Friedrich SchillerFriedrich Schiller

Friedrich Schiller an Heribert von Dalberg

Stuttgardt, d. 4. Junij. [Dienstag] 82.

Ich habe das Vergnügen das ich zu Mannheim in vollen Zügen genoß seit meiner Hieherkunft durch die epidemische Krankheit gebüßt, welche mich zu meinem unaussprechlichen Verdruß biß heute gänzlich unfähig gemacht hat Euer Exzellenz für so viele Achtung und Höflichkeit meine wärmste Danksagung zu bezeugen. Und doch bereue ich benahe die glüklichste Reise meines Lebens, die mich, durch einen höchst widrigen Kontrast meines Vaterlandes mit Mannheim, schon so weit verleitet hat, daß mir Stuttgardt und alle schwäbische Scenen unerträglich und ekelhaft werden. Unglüklicher kann bald niemand seyn, als ich. Ich habe Gefühl genug für meine traurige Situation, vielleicht auch Selbstgefühl genug für das Verdienst eines bessern Schicksals, und für beides nur – eine Aussicht.

Darf ich mich Ihnen in die Arme werffen, vortreflicher Mann? Ich weiß wie schnell sich Ihr edelmütiges Herz entzündet, wenn Mitleid und Menschenliebe es auffordern, ich weiß wie stark Ihr Muth ist eine schöne That zu unternehmen, und wie warm Ihr Eifer, sie zu vollenden. Meine neuen Freunde in Mannheim, von denen Sie angebetet werden, haben es mir mit Enthousiasmus vorhergesagt, aber es war dieser Versicherung nicht nöthig; ich habe selbst da ich das Glük hatte, eine Ihrer Stunden für mich zu nuzen, in Ihrem offenen Anblik weit mehr gelesen. Dieses macht mich nun auch so dreust, mich Ihnen ganz zu geben, meine ganzes Schiksal in Ihre Hände zu liefern und von Ihnen das Glük meines Lebens zu erwarten. Noch bin ich wenig oder nichts. In diesem Norden des Geschmaks werde ich ewig niemals gedeyhen, wenn mich sonst glüklichere Sterne und ein griechisches Klima zum wahren Dichter erwärmen würden.

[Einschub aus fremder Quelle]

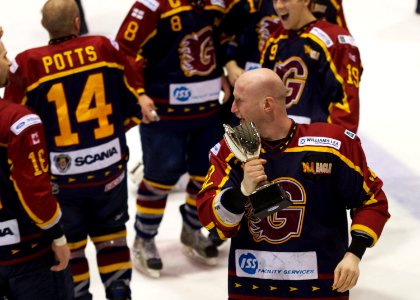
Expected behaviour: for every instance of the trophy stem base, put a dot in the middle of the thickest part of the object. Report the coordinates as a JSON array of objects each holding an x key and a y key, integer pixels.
[{"x": 269, "y": 199}]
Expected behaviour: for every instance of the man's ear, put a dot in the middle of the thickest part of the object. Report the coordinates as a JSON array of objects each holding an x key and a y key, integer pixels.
[{"x": 268, "y": 103}]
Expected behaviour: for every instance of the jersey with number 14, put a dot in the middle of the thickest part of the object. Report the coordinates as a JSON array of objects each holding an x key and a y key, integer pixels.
[
  {"x": 321, "y": 67},
  {"x": 84, "y": 91}
]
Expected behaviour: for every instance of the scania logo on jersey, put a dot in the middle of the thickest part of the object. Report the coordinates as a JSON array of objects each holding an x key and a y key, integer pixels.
[
  {"x": 87, "y": 159},
  {"x": 248, "y": 263},
  {"x": 182, "y": 94},
  {"x": 92, "y": 158},
  {"x": 62, "y": 162},
  {"x": 24, "y": 122}
]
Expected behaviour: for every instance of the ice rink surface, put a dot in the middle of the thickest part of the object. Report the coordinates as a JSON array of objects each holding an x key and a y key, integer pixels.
[{"x": 388, "y": 35}]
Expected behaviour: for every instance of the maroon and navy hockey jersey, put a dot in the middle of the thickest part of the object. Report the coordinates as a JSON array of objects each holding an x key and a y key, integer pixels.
[
  {"x": 293, "y": 253},
  {"x": 329, "y": 10},
  {"x": 84, "y": 90},
  {"x": 26, "y": 210},
  {"x": 321, "y": 67},
  {"x": 174, "y": 45},
  {"x": 246, "y": 29}
]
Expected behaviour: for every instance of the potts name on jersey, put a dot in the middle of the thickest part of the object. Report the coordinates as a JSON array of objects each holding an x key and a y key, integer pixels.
[{"x": 86, "y": 160}]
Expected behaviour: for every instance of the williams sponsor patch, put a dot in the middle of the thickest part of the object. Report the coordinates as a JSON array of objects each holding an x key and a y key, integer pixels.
[{"x": 319, "y": 141}]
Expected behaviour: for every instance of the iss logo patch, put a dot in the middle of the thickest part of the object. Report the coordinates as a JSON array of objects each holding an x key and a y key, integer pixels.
[{"x": 62, "y": 162}]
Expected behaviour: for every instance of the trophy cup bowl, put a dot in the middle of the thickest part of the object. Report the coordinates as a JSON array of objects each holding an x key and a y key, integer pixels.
[{"x": 245, "y": 143}]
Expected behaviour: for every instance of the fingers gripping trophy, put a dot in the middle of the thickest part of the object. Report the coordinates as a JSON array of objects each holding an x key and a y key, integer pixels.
[{"x": 245, "y": 143}]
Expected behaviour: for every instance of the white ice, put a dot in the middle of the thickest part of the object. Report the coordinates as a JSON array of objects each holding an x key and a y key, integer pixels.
[{"x": 388, "y": 35}]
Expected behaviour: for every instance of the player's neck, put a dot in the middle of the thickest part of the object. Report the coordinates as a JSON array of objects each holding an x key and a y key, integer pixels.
[{"x": 61, "y": 39}]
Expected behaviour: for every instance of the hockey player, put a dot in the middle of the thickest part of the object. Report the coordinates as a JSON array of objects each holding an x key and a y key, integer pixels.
[
  {"x": 318, "y": 62},
  {"x": 248, "y": 25},
  {"x": 34, "y": 254},
  {"x": 302, "y": 251},
  {"x": 329, "y": 10},
  {"x": 84, "y": 90},
  {"x": 174, "y": 46}
]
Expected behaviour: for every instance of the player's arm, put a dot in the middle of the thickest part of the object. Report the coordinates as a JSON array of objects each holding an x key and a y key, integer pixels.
[
  {"x": 220, "y": 203},
  {"x": 362, "y": 191},
  {"x": 346, "y": 68},
  {"x": 15, "y": 91},
  {"x": 28, "y": 161}
]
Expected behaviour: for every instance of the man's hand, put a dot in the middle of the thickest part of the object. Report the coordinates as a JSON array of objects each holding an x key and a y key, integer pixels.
[
  {"x": 62, "y": 255},
  {"x": 148, "y": 109},
  {"x": 253, "y": 175},
  {"x": 346, "y": 273}
]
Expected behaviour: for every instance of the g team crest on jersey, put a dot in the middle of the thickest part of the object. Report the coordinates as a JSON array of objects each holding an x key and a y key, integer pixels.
[
  {"x": 151, "y": 4},
  {"x": 197, "y": 54},
  {"x": 265, "y": 29}
]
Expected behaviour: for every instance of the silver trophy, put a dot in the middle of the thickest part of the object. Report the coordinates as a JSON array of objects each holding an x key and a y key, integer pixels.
[{"x": 245, "y": 143}]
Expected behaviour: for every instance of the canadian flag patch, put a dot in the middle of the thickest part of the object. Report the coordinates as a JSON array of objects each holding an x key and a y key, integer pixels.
[{"x": 35, "y": 138}]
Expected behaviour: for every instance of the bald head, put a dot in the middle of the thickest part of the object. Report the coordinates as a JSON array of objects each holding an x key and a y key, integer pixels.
[
  {"x": 59, "y": 18},
  {"x": 261, "y": 83}
]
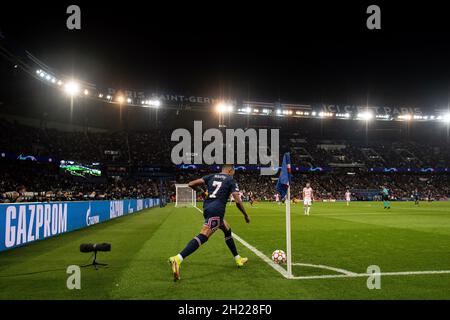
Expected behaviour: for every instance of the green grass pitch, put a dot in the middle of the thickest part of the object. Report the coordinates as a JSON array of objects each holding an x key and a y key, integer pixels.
[{"x": 405, "y": 239}]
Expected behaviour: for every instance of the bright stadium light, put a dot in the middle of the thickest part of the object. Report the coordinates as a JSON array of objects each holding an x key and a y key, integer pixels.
[
  {"x": 405, "y": 117},
  {"x": 155, "y": 103},
  {"x": 365, "y": 116},
  {"x": 221, "y": 108},
  {"x": 72, "y": 88}
]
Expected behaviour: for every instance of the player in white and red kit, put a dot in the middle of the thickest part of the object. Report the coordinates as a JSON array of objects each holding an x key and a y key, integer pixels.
[
  {"x": 277, "y": 198},
  {"x": 307, "y": 198},
  {"x": 348, "y": 195}
]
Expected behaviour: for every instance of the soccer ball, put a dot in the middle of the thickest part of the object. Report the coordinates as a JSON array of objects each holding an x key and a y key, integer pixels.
[{"x": 279, "y": 257}]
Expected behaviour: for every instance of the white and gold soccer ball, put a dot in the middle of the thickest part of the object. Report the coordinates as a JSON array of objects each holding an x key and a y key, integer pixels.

Brauch ich mehr zu sagen als dieses, um von Dalberg alle Unterstüzung zu erwarten?

E. Exc. Haben mir alle Hoffnung dazu gemacht, und ich werde den Händedruk der Ihren Verspruch versiegelte, ewig fühlen; Sie schienen weniger Schwierigkeit in der Art mich zu employren, als in dem Mittel mich von hier weg zu bekommen zu finden. Jenes steht ohnehin ganz bei Ihnen allein – zu diesem können Ihnen vielleicht folgende Ideen dienen.

1. Da im ganzen genommen das Fach der Mediciner bei uns so sehr übersezt ist, daß man froh ist, wenn durch Erledigung einer Stelle Plaz für einen andern gemacht wird, so kommt es mehr darauf an, wie man dem Herzog, der sich nicht trozen lassen will, mit guter Art den Schein gibt, als geschähe es durch seine willkührliche Gewalt, als wäre es sein eigenes Werk, und gereiche ihm zur Ehre. Daher würden Euer Exzellenz ihn von der Seite ungemein kizeln, wenn Sie in den Brief den Sie ihm wegen mir schreiben, einfließen ließen, daß – Sie mich für mich Geburt von ihm, für einen durch ihn Gebildeten und in seiner Academie Erzogenen halten, und daß also durch diese Vocation seiner Erziehungsanstalt quasi das Hauptcompliment gemacht würde, als würden ihre Produkte von entschiedenen Kennern geschäzt und gesucht. Dieses ist der Passe par tout beim Herzog.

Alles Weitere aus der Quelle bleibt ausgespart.